7.5 After delivery and until Payment Buyer shall keep the Goods fully insured and if the Goods are lost, damaged or destroyed shall hold the proceeds of insurance to the order of the Company pending Payment.
7.6 The Company may at any time without notice recover possession of Goods the property of the Company and Buyer grants to the Company irrevocable license to enter for that purpose any premises then occupied by Buyer.
7.7 The Company shall be entitled to maintain an action for the price of the Goods, notwithstanding that the property in them has not passed to Buyer.
8. LIABILITY
8.1 All descriptions, representations, specifications, samples, colours, illustrations and other particulars furnished or made orally by the Company or in any catalogues, trade literature, price lists or other documents issued by the Company are given for general information purposes only and Buyer acknowledges that it is not entering into the contract in reliance upon any such description, representation, specification, sample or other particular.
8.2 Except to the extent specifically provided for in these Conditions, the Company shall not be liable whether in contract, tort or otherwise for any loss, damage or injury however caused or arising from any defect in, failure in, or unsuitability for any purpose of, the Goods.
8.3 The Company shall not in any event be liable for any indirect or consequential loss whatever and however caused.
8.4 Nothing in these Conditions shall exclude or restrict any liability for death or personal injury resulting from the Company's negligence, as that expression is defined in Section 1 of the Unfair Contract Terms Act 1977.
9. WAIVER
No failure or delay by the Company is exercising any right hereunder shall operate as a waiver thereof or extend to or affect any other or subsequent event or impair any rights or remedies consequent thereon or in any way modify or diminish the rights of the Company under these conditions.
10. ASSIGNMENT
Buyer shall not assign or transfer or purport to assign or transfer any contract to which these Conditions apply or the benefit thereof to any other person.
11. SEVERANCE
If any Condition shall become or shall be declared by any court of competent jurisdiction to be invalid or unenforceable in any way, such invalidity or unenforceability shall in no way impair or affect any other Condition all of which shall remain in full force and effect.
12. NOTICES
Any notice to be given under these Conditions may be delivered, or be sent by first class pre-paid post addressed to the party to be served at the address for such party last known to the party giving the notice or may be transmitted by email to the email address of the party to be served last known to the party giving notice.
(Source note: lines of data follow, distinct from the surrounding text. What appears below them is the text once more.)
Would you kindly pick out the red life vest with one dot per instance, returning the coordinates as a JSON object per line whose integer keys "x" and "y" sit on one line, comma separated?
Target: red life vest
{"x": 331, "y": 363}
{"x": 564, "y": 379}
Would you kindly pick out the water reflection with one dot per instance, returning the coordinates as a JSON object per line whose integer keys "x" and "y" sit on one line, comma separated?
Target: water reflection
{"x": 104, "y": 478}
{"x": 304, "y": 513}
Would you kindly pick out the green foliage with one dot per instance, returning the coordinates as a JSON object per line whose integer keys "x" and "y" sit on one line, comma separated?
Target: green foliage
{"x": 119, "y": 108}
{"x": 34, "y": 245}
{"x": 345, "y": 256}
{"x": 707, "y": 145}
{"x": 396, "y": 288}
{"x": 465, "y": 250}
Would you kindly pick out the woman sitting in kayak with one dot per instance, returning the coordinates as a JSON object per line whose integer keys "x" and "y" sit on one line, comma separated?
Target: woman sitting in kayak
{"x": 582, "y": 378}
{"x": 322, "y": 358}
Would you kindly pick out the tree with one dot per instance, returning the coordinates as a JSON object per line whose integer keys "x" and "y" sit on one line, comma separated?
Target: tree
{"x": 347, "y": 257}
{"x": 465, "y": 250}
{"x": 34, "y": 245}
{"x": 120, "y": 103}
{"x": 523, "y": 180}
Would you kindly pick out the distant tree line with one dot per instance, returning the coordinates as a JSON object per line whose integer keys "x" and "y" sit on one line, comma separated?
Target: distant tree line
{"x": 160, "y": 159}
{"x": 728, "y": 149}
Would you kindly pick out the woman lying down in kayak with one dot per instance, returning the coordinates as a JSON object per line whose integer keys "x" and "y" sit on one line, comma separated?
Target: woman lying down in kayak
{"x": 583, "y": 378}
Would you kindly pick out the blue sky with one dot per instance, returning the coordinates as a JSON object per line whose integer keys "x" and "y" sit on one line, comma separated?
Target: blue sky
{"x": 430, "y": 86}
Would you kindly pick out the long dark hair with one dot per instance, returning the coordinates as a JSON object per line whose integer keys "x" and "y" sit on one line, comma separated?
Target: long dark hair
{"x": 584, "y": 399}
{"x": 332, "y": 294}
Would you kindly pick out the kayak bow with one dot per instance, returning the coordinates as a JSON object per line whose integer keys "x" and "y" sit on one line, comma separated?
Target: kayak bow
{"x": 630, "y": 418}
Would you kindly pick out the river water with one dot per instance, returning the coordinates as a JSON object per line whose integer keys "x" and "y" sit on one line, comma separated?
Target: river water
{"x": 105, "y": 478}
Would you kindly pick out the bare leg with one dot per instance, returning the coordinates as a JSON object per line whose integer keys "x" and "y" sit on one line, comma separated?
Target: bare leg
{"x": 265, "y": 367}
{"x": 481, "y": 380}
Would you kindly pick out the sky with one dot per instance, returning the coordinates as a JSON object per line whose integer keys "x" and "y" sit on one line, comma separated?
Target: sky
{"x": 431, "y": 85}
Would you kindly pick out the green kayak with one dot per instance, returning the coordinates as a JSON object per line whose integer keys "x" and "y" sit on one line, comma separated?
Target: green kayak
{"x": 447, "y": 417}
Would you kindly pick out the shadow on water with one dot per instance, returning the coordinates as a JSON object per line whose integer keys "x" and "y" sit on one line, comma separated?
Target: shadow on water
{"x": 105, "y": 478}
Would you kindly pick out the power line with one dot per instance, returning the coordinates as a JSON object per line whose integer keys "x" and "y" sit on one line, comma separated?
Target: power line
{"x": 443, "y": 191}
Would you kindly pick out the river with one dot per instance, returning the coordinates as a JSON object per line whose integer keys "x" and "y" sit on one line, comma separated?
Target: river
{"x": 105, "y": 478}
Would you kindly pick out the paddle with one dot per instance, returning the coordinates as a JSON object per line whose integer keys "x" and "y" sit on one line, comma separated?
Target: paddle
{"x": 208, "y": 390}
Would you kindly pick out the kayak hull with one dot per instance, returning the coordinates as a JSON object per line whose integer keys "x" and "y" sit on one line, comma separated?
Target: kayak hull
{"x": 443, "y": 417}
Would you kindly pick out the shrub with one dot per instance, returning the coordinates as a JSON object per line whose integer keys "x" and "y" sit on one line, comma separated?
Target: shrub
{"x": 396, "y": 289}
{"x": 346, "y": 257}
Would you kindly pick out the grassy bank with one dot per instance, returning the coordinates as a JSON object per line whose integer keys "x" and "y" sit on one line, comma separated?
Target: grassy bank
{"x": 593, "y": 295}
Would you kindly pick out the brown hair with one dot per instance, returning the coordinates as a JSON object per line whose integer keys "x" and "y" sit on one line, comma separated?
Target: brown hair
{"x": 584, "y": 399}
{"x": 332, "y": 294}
Notices served by post shall be deemed served 48 hours after posting and notices served by email deemed served on ‘read receipt’.
13. FORCE MAJEURE
Any contract to which these Conditions apply is subject to cancellation by the Company or to such variation as it may find necessary by reason of inability to secure labour, materials, transport or supplies or by reason of strike, lockout, trade dispute, weather conditions, hostilities, legislation,
Act of God or any cause whatsoever beyond the control of the Company.
14. GOVERNING LAW
These Conditions shall be governed by and construed in accordance with English law and Buyer submits to the non-exclusive jurisdiction of the English Courts.